Gerrick Johnson: Okay, great. And then on the model year 2022, personal watercraft and three-wheeled vehicles that you’ve shipped, what proportion of those are presold? I’m just concerned that you have 2022 backed out there after the season is over and how that might affect the flow of 2023s coming in for next season? And then also the discounting probably you needed to move those units because really who wants a 2022 personal watercraft in December. Well — so just if you could talk about how much of that is presold? And what you have baked in your guidance in terms of what you need to discount to move those units before the 2023s come out?
Sébastien Martel: Yes. As I said, we do have a retail incentive program out there offering a zero interest for six for five years to our consumers. And so that’s then that’s helping with our strong retail performance we’ve seen in the last few months. Obviously, we would have preferred to ship these units in May and June and get them to consumers because, as you know, the level of preorders from consumers was very high. The season last year in the industry ended at an all-time low in the last five years. So there’s still a high level of unfulfilled demand. And the other reason why we’re comfortable and obviously, we don’t like it, but we’re comfortable with the situation is the level of preorders at the dealership was high.
So dealers are telling us. I’m not getting cancellations for these units. Customers are going to take ownership of these units in the spring. And the other thing is that there will be price increases on model year 2023 that we’ve announced, 3% to 4% increases. And so customers, they have an option of taking a model year 2022 at a price lower than a model year 2023, and that’s something that will also incentivize them not to cancel their order and take the units.
Gerrick Johnson: Okay. So to be clear, what’s embedded in your guidance right now or your thought process is the finance offer, not additional rebating? .
Sébastien Martel: Yes.
Gerrick Johnson: Okay, great. Thank you.
Operator: And your next question will be from Jamie Katz at Morningstar. Please go ahead.
Jaime Katz: Hi, good morning. I was hoping that you guys would elaborate on maybe where you’re seeing supply chain shortfalls that might lead to opportunities for further vertical integration given the recent acquisitions you’ve made? And then sort of adjacent to that, it looks like in the financials today; you guys have carved out this low-voltage human listed group and to facilitate your growth strategy and I’m curious whether that’s just electric or if there’s something else we should be thinking about to figure out what the total addressable market of what you’re trying to do there might include? Thanks.

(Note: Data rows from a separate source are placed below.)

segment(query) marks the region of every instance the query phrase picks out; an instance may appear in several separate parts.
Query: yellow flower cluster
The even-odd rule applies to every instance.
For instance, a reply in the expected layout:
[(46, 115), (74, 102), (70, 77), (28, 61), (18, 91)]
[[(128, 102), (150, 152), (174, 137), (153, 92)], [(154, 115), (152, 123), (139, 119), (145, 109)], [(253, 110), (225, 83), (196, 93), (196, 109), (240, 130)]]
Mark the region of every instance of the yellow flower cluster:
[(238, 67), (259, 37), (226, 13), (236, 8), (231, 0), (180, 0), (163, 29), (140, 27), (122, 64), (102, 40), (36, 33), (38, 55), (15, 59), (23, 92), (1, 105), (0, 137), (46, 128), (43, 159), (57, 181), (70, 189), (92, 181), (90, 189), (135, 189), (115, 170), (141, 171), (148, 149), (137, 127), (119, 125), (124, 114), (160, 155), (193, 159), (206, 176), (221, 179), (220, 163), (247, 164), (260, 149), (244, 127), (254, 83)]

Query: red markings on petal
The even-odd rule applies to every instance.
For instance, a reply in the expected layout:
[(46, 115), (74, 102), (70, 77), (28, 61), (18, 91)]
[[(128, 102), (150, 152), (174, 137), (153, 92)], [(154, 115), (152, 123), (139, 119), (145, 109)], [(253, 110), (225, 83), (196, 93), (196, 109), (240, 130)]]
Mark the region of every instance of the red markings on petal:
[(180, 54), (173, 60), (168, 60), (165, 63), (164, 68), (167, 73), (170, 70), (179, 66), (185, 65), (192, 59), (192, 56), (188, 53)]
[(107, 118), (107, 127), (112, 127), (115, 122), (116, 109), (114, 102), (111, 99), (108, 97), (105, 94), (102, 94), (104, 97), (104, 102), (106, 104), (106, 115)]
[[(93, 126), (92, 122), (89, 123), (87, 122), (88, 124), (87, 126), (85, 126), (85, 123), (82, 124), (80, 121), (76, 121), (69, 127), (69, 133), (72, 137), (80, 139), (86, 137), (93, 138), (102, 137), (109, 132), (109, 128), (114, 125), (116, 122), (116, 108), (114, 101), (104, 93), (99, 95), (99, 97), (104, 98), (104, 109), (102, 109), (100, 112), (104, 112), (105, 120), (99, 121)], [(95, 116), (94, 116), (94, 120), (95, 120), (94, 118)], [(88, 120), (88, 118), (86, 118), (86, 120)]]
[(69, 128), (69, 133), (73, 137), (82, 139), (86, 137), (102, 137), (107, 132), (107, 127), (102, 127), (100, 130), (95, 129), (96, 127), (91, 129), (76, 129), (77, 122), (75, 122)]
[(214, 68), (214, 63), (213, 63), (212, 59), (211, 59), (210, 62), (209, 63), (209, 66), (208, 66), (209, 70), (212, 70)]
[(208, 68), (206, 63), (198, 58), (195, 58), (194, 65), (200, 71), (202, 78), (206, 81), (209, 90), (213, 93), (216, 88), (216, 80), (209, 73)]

José Boisjoli: Yes. First, on the vertical integration, we are happy with the acquisition in Austria and basically, what we acquired is talent. It was a group of about 50 people that are deeply competent into electric technology that now is part of our R&D Group. Kongsberg in Quebec, we were the biggest customer of that division. And for us, those components are key and they will be even more key going more electric and Pinion is a different thing. Pinion, it’s a compact gearbox that we can implement, obviously, on bike, on electric bike, but also on other product lines or new type of product line. Then right now, there is no plan for additional other vertical integration or activity. We were opportunistic with those. And we are very happy with those acquisitions because over and above, and those are not big acquisitions, but it’s we acquired a lot of talent that will be key for the future.
On the LVHA, right now, the name is an internal call name, but low voltage, our motorcycle and our Powersport electric vehicle will be high voltage. We are right now working on low-voltage product that will be electric. And obviously, HA is Human Assist and the Pinion gearbox is key for the Human Assist product line. And all of this is a strategy to enter when we’re presented at the analyst meeting investor meeting in June in Florida. We had the $34 billion bubble of Powersports where we have about 30% market share. Marine is $36 billion. We are a small player. We intend to grow there. We had Motorcycle Europe and North America, $15 billion. We have a plan with our electric motorcycle. And we’re talking about $70 billion urban mobility or new type of market, and those acquisitions are key to enter in those markets.